When to call Nvidia support instead
Escalate if:
- The same symptom returns within 24 hours of a clean fix.
- You see physical damage (burn marks, swollen battery, cracked PCB).
- The device is in warranty and a hardware replacement is the cheaper outcome.
- Repair requires specialised tools you don't own (alignment jigs, calibration software).
- Following the official path keeps the warranty intact, which matters more than the time spent.
More frequently asked questions
Is it safe to apply during business hours?
If the device is in production use, apply during a scheduled maintenance window. Most procedures need 2-15 minutes of downtime. Capture pre-change state so you can roll back if needed.
How long does this fix usually take?
Most users complete the steps in 20-45 minutes the first time, and 5-10 minutes on subsequent runs once the menu paths are familiar.
Are there safer alternatives for non-technical users?
Yes, the manufacturer's self-service troubleshooter (HP Smart, LG ThinQ, Samsung Members, similar) usually walks through the same steps in a guided UI. Use that first if you're not comfortable with menu paths.

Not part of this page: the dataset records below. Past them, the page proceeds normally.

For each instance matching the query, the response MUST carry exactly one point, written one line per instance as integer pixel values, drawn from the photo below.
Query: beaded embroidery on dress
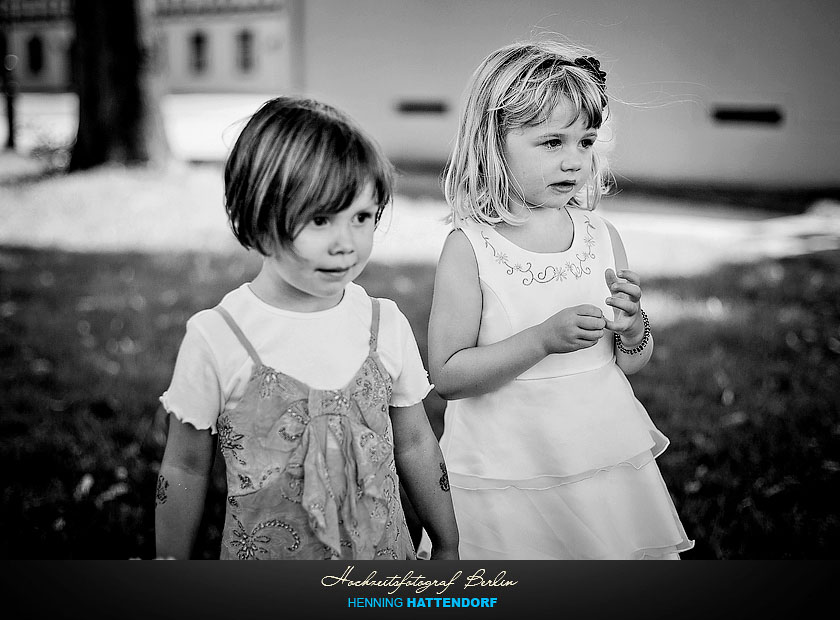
(311, 473)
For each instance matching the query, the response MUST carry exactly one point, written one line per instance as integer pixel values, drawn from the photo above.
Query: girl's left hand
(625, 294)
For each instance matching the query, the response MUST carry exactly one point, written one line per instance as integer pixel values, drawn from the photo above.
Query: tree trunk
(119, 88)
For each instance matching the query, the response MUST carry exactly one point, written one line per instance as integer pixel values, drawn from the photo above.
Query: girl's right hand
(571, 329)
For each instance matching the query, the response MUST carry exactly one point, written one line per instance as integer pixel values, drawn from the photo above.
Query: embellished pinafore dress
(310, 472)
(560, 462)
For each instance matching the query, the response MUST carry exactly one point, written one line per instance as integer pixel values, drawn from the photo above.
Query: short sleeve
(195, 393)
(411, 383)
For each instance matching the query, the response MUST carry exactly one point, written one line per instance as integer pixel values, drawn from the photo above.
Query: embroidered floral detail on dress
(551, 273)
(269, 381)
(228, 439)
(299, 420)
(249, 543)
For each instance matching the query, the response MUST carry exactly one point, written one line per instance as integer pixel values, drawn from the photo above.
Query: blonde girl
(535, 322)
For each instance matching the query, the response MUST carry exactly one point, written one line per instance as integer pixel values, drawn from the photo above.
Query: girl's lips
(563, 187)
(335, 273)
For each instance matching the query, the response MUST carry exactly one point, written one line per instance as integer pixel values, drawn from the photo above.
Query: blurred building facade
(202, 45)
(724, 91)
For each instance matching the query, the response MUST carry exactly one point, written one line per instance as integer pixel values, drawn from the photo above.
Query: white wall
(672, 60)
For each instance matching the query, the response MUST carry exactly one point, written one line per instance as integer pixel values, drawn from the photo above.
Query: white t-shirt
(323, 349)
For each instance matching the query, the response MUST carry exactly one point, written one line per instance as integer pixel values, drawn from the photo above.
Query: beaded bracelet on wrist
(639, 347)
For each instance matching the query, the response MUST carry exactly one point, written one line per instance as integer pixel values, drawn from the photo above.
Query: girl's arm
(458, 367)
(423, 476)
(182, 488)
(625, 295)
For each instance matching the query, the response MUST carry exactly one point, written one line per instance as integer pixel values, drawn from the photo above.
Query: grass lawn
(745, 386)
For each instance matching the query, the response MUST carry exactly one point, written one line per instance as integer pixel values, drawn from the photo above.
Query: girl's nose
(570, 162)
(342, 241)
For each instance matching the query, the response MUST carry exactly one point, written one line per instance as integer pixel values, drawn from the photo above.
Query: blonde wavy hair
(515, 86)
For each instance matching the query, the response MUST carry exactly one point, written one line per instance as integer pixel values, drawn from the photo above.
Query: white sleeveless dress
(560, 462)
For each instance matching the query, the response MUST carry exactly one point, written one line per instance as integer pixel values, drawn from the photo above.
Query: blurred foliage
(746, 392)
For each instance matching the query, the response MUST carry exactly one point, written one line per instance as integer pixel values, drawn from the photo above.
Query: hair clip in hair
(594, 67)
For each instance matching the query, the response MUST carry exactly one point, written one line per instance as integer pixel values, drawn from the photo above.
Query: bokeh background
(722, 140)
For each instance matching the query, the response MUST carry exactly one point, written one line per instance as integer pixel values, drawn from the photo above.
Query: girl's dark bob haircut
(296, 159)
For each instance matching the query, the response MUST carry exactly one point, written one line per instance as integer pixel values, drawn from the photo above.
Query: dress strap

Does this affect other devices on my network?
Generally no. The procedure is local to this device. Network-side changes (firmware updates that affect TLS, SMB, or routing) are flagged explicitly in the steps.
Will the procedure work on the international variant?
Some features and firmware paths are region-locked. Check the model spec sheet to confirm your variant supports the menu option referenced. If you're outside the US/EU, look for the regional support portal.